There is scope to allow short-term accommodations in private homes in Singapore, subject to proper safeguards and controls, said Minister for National Development Lawrence Wong in Parliament on Tuesday (6 February).
Wong told the House that his ministry and the Urban Redevelopment Authority (URA) have had discussions with various stakeholders on the issue, including homeowners, hotel operators and home-sharing platform Airbnb. All of them have “different views”.
“Nevertheless, from these discussions, we believe there is scope to allow short-term accommodations in Singapore, subject to proper safeguards and controls. We are working out these regulatory parameters and will consult the public on the proposes measures before finalising them,” said Wong.

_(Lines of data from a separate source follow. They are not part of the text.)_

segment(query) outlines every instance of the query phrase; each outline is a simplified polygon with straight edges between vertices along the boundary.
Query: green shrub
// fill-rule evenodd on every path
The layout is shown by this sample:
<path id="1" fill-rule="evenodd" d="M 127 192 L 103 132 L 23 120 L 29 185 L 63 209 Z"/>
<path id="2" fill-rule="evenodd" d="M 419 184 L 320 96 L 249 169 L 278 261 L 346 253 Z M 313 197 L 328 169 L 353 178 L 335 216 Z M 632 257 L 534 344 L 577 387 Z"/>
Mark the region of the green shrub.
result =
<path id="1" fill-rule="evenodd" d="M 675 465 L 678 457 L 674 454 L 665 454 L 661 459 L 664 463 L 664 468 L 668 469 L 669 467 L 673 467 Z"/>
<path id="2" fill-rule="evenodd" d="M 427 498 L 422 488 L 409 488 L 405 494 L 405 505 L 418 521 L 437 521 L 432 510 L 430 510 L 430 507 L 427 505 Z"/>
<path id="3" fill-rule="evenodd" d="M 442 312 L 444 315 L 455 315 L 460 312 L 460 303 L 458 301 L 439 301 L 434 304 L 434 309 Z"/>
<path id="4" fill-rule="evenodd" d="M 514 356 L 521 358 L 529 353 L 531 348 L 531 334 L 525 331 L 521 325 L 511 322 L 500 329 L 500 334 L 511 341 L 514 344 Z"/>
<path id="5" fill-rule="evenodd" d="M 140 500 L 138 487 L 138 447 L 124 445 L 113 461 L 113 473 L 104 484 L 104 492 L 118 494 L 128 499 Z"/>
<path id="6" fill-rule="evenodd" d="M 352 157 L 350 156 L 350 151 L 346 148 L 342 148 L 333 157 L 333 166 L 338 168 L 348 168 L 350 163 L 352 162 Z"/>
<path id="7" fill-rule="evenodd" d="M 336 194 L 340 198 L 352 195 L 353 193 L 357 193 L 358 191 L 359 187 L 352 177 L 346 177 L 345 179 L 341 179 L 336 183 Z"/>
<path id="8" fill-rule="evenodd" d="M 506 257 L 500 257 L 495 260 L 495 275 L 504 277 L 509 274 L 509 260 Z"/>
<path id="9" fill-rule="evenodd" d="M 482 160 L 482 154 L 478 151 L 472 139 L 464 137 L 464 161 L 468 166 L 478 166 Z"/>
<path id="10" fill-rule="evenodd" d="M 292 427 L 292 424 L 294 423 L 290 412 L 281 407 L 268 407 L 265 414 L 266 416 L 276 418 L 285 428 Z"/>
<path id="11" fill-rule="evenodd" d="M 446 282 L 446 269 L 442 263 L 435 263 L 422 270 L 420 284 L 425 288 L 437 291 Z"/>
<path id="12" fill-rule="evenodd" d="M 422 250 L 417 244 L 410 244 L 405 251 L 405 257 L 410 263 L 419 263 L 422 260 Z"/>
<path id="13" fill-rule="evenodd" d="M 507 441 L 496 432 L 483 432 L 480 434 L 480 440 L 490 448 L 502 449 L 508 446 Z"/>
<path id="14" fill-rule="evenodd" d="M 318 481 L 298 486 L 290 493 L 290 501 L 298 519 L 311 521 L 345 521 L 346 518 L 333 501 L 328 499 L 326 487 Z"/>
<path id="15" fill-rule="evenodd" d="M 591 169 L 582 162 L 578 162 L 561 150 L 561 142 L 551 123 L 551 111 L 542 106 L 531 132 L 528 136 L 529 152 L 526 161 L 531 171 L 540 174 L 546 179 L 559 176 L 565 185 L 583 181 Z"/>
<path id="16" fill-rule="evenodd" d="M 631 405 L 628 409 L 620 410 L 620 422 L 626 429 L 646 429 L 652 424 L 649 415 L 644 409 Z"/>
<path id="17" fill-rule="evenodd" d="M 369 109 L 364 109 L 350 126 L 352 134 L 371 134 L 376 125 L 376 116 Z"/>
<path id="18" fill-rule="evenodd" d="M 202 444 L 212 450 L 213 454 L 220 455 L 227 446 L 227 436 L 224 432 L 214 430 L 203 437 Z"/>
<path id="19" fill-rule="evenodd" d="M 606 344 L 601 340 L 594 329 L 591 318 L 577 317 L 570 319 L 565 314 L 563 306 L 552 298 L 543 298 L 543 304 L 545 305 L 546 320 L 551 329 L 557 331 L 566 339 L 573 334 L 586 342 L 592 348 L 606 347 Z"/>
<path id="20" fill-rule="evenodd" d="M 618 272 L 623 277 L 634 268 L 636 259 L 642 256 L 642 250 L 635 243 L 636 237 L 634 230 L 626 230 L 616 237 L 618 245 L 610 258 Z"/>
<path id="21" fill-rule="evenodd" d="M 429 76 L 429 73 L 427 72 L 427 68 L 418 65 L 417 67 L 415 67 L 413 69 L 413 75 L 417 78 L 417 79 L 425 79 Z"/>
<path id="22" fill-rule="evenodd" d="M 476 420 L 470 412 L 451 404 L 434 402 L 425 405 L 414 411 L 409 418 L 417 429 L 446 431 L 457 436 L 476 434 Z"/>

The Minister’s remarks are the latest development in a long-running debate over the legality of Airbnb and similar platforms. In February 2017, during the parliamentary debate on the Planning (Amendment) Bill, Wong told the house that URA is studying the option of creating a new category of private homes that will be allowed for short-term rentals.
But there appears to be a long way to go before the legalisation of short-term accommodation. In the same session last year, Parliament passed a new law to ban home owners from renting out their properties on a short-term basis unless they obtain permission from URA. Under the same law, the rental period for a private residential property must be at least three consecutive months.
Many Airbnb users typically pay home owners to stay in their properties for days or weeks.
Last December, two men were charged for renting out their condominium units for short-term stay via Airbnb, in the first such case in Singapore involving rentals through the home-sharing platform.
In a written answer to a parliamentary question on Monday, MND also revealed that some 20,000 Singaporeans, permanent residents and foreigners own three to 10 private residential properties in Singapore. Less than 200 own more than 10 of such properties.
Of these private residential property owners, 15 per cent also own a HDB flat.